15 Mart 2009 Pazar

TiVisel Özet


* Takım uçağını üşenmeyip karşılamaya giden bir grup Trabzonlu ve gereksiz yere gergin başlayan bir deplasman. Evet senin ve takımın için çok büyük bir önem teşkil ediyorsa havaalanına gidersin ve daha şehre adımını atar atmaz baskı altına alırsın rakibini fakat o böyle olmaz. Rakip takımın kafilesinin yarısını bile bulmayan sayıda bir grupla atarlı giderli bu tür bir eylem tam tersi bir etki yaratır karşındakinde, örnekte de görüldüğü üzere. Yüzlerce kişi giriş kapısına yığılırsın bayraklarını pankartlarını açarsın meşaleni yakarsın tezahüratlarınla "cehenneme hoş geldin" mesajını verirsin sonrasını rakip düşünür. Bu muhabbetin devamında da siz burda böyle mi muamele görüyorsunuz da orada bunları yapıyorsunuz mevzusuna hiç girmemek lazım yoksa çıkılamıyor içinden bir türlü..

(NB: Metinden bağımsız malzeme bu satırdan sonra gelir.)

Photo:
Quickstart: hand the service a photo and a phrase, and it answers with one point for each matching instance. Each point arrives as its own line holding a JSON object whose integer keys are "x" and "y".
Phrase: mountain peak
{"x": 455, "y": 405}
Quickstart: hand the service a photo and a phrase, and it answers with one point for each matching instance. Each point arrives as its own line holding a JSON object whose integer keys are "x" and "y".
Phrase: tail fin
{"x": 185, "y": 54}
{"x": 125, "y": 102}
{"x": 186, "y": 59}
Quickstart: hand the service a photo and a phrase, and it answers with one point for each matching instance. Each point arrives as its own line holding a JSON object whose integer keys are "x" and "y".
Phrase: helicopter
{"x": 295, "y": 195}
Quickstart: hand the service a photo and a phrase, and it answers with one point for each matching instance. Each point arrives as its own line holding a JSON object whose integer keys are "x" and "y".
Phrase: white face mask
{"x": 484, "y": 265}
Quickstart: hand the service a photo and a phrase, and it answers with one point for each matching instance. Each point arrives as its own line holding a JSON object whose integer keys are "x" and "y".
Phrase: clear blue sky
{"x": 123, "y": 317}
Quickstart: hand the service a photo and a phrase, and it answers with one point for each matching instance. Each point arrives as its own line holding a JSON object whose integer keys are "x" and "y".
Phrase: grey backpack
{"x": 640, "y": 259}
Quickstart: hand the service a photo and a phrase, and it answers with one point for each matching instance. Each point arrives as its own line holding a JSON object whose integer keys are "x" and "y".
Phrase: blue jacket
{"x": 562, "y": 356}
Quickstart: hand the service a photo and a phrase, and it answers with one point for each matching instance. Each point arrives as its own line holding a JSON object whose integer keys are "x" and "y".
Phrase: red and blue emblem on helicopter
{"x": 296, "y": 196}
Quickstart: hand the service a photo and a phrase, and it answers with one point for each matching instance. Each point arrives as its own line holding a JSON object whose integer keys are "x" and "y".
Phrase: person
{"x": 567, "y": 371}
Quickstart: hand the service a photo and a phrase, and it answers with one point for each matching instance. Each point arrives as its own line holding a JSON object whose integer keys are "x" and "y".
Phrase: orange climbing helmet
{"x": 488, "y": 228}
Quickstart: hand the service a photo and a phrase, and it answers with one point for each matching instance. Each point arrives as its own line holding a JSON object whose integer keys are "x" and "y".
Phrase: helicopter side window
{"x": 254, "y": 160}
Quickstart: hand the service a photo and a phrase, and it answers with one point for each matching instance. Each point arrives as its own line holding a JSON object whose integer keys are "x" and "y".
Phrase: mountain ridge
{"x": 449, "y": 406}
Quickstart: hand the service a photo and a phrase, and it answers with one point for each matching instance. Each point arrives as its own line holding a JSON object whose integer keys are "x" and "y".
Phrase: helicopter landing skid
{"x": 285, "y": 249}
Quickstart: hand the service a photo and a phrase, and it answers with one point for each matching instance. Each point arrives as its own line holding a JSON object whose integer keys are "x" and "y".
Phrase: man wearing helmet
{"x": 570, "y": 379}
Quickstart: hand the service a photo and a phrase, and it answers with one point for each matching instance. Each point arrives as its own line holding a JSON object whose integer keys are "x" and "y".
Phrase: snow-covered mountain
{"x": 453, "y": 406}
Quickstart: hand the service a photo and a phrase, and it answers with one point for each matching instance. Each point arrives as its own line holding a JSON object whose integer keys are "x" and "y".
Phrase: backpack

* Gayet eksik, yorgun, argın, sakat ve cezalı bir kadro ile gidildi Trabzona. Kafalarda bir ton soru işareti dönüp duruyordu; 3 puanı alır mıyız, 1 puan da iyi midir, ligi ikinci plana alsak biz Uefa kupasında yolumuza baksak, sakatlanma olayı olmasa da sakata gelmesek perşembe vs. derken maç saati geldi çattı. Maça; De Sanctis, Sabri, Emre Aşık, Hakan, Volkan, Barış, Mehmet Güven, Ayhan, Arda, Ümit, Baros ilk onbiriyle başladık. On numaralı oyuncumuz Lincoooooln Lincooooln yedek kulübesinde üzgün ve süzgün oturmakta olsa da içimiz pek cız etmiyordu açıkçası bu durumuna. Tabir-i caizse "sen dağdan gelip bağdakine mi dikleniyorsun" derler adama. Büyük Kaptan Hamburg maçındaki tavırlarından dolayı belki de verilebilecek en büyük cezayı verdi Lincoln'e ve bütün maç ısındırmaya bile göndermeden oturttu kenarda. Her zaman dediğimiz gibi, Galatasaray'ın değerleri her türlü başarıdan, kupadan, galibiyetten ve şampiyonluktan çok daha büyük önem taşır..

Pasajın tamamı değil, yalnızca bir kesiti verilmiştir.